Regelrecht schutzgeimpfte Kinder erkranken bei gleicher Exposition 4,7—6,6mal weniger an Keuchhusten als nichtgeimpfte; der Krankheitsverlauf wird bei ihnen gemildert. Massive Infektionsdosen können den relativen Impfschutz durchbrechen.

Die in der Praxis oft geübte therapeutische Vakzination keuchhustenkranker Kinder hemmt die Heilung.

Verkehrsunfälle forderten in der Altersgruppe von 5 bis 15 Jahren in Nordrhein-Westfalen 1951 ebenso viele Todesfälle wie die Tbc und alle Infektionskrankheiten zusammengenommen. Wegen der zunehmenden Zahl schwerer Verletzungen und zur Entlastung des Arztes von dem Ermessensentscheid, ob Starrkrampfserum gegeben werden muß oder nicht, wird die frühzeitige, aktive Immunisierung gegen Tetanus, die sich im zweiten Weltkrieg so glänzend bewährt hat, dringend empfohlen.

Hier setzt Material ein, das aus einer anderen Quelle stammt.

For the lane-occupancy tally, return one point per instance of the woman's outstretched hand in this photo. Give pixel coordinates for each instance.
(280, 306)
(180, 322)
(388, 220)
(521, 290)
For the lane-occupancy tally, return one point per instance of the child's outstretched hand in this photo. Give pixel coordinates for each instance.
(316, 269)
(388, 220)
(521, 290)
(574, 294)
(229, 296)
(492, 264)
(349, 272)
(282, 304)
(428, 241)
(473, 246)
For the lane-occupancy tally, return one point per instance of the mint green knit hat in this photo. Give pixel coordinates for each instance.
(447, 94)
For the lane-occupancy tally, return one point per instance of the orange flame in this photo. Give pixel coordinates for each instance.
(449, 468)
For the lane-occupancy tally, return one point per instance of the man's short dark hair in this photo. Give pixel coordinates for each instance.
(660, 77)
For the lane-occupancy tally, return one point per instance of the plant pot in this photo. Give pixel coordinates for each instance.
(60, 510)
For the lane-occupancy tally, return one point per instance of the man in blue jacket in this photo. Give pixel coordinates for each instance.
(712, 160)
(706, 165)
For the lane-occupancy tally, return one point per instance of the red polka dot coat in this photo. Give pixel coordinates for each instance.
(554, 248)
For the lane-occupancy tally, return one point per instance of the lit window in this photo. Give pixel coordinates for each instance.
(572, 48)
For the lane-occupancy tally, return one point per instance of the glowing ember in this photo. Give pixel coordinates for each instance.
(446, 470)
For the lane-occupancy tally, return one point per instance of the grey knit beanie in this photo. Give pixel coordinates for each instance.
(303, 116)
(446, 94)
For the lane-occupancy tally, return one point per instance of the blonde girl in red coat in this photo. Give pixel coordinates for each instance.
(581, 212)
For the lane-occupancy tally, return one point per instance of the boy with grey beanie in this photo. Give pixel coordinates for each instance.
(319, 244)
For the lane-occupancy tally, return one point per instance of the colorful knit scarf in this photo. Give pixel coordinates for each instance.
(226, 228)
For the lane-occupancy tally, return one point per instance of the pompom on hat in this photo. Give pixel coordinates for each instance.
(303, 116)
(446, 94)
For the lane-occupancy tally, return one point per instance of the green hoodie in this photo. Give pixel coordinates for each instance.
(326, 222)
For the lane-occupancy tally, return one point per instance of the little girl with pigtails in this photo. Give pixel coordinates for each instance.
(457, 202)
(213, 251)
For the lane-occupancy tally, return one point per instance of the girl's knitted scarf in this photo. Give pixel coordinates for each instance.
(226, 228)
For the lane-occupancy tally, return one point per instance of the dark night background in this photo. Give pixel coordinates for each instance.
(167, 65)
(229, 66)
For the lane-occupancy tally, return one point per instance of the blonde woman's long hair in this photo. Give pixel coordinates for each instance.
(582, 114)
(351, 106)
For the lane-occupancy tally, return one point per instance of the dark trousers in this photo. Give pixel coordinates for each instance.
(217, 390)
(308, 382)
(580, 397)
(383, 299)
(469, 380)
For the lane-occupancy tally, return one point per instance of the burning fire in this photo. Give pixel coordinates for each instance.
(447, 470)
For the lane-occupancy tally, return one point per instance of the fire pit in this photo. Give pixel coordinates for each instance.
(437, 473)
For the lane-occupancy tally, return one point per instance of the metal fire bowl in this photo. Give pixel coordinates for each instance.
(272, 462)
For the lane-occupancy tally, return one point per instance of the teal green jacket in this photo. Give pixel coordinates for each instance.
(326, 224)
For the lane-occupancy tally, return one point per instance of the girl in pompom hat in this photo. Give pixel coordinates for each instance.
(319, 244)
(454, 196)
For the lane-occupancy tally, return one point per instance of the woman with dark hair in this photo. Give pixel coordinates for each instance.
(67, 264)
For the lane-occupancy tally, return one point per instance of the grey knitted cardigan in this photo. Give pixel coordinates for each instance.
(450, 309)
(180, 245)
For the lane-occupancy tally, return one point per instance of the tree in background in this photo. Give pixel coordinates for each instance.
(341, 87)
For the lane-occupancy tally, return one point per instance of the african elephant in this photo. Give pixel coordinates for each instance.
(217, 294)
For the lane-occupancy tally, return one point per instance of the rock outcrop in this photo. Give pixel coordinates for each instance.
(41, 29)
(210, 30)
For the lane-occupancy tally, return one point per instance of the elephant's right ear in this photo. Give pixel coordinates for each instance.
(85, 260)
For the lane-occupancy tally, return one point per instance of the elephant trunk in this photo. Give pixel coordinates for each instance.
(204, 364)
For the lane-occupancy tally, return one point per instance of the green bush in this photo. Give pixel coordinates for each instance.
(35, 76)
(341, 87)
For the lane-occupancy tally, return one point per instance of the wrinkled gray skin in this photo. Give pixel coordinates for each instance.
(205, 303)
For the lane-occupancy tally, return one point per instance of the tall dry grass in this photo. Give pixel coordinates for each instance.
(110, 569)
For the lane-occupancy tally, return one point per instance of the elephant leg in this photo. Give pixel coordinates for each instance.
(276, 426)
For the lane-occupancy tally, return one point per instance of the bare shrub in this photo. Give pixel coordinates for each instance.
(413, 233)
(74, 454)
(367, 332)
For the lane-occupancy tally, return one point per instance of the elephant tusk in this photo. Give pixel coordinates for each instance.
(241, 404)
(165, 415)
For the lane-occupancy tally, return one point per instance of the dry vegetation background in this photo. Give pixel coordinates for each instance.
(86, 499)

Mit Vorteil werden Mehrfachimpfstoffe verwendet. Ein Impfplan wird vorgeschlagen. Frühzeitige Impfung, nach Abschluß der Neugeborenenperiode, sichert den Säuglingen im zweiten Halbjahr einen hohen Schutz; zudem sind in der frühesten Lebenszeit die unangenehmen Begleitreaktionen einer Impfung am geringsten. Auf die Wichtigkeit einer nicht schematischen, sorgfältigen Voruntersuchung wird besonders hingewiesen.